Should that guide coat be the 2k urethane primer or is it an additional coat of something between the epoxy and the urethane?

rrmccabe said:
PS: I like your name. Thought you were my Dad for a second ! haha
Hey, I'm not *that* far over 50! I admit to earning the nickname, though.
 
#13 ·
As soon as you get your 2K on the car use guidecoat. You can use cheap sandable spray can primer or use 3M dry guidecoat in a can.

It will just show you stuff you cant see with the naked eye. So if you are spraying gray primer, then get some black primer in a can and mist the entire car. Block the car till the guidecoat is gone, or you start to hit metal or your epoxy below.

If you have really low spots you can evaluate at that point if you need bondo or metal work in that area. You are trying to accomplish two things. Leveling and smoothing. You have to level first. This requires fairly coarse paper to level something.
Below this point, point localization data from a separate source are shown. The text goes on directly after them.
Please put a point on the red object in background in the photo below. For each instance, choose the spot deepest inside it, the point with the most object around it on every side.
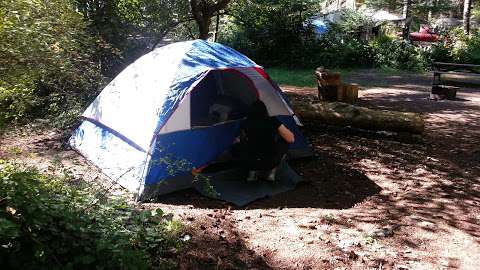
(425, 34)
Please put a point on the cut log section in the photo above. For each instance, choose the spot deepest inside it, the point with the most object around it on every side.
(342, 114)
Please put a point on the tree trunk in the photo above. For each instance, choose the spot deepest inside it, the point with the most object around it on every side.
(203, 11)
(406, 19)
(342, 114)
(467, 7)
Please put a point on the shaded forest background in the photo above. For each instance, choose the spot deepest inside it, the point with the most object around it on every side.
(56, 55)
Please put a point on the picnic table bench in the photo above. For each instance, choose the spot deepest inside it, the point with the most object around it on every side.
(448, 88)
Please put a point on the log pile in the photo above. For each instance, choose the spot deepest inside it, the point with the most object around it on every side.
(343, 114)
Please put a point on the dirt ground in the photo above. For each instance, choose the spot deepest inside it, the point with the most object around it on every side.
(370, 200)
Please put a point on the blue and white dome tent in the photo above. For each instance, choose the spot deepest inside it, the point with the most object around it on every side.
(156, 112)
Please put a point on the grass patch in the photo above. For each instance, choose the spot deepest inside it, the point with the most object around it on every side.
(293, 77)
(297, 77)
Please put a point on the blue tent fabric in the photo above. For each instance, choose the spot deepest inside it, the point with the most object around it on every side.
(123, 129)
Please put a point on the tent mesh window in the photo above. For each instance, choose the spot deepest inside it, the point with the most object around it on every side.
(223, 95)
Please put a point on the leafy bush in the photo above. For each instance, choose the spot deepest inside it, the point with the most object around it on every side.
(45, 59)
(45, 223)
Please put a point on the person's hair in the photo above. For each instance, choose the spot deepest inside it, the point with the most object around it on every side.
(257, 110)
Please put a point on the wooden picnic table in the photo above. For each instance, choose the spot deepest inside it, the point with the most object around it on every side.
(440, 68)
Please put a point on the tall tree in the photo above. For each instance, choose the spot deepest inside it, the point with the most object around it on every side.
(203, 12)
(407, 4)
(467, 7)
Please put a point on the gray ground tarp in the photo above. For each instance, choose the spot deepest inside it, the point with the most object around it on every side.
(230, 185)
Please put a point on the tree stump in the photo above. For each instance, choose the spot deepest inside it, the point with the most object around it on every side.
(443, 92)
(328, 83)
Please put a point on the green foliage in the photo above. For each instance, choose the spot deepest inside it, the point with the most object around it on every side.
(45, 223)
(353, 21)
(272, 32)
(45, 59)
(398, 54)
(127, 29)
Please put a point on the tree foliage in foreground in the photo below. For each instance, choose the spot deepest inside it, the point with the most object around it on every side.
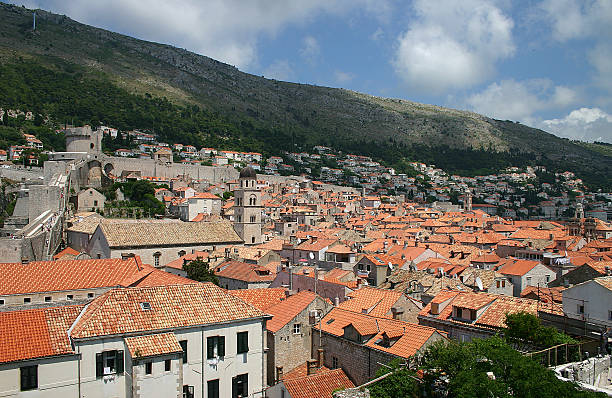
(454, 369)
(199, 270)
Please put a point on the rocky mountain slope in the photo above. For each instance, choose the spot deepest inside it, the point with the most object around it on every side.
(308, 114)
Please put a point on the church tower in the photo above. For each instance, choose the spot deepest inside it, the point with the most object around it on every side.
(247, 208)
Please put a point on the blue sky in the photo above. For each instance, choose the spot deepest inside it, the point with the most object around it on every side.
(545, 63)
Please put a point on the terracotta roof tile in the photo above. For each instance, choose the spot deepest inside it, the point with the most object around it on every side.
(283, 312)
(120, 311)
(152, 344)
(45, 276)
(261, 298)
(130, 234)
(36, 333)
(318, 385)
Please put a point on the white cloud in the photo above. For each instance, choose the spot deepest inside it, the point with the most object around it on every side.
(453, 44)
(519, 100)
(586, 124)
(227, 30)
(571, 19)
(310, 50)
(601, 59)
(343, 77)
(279, 70)
(378, 34)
Long strokes in a diagonal pattern. Dont worry about scratches as they will come out later. Once "leveled" you can move on to smoothing. If you try to jump to fine sandpaper too quick it will ride the waves and make it smooth but it wont be straight.

This is something I fought for years and finally realized I need to quit worrying about scratches on the first step and just get it straight.

There is time later for getting the scratches out. The guidecoat process will teach you a lot. Will show you the flaws as well as how the edge of a block can cut into a radius.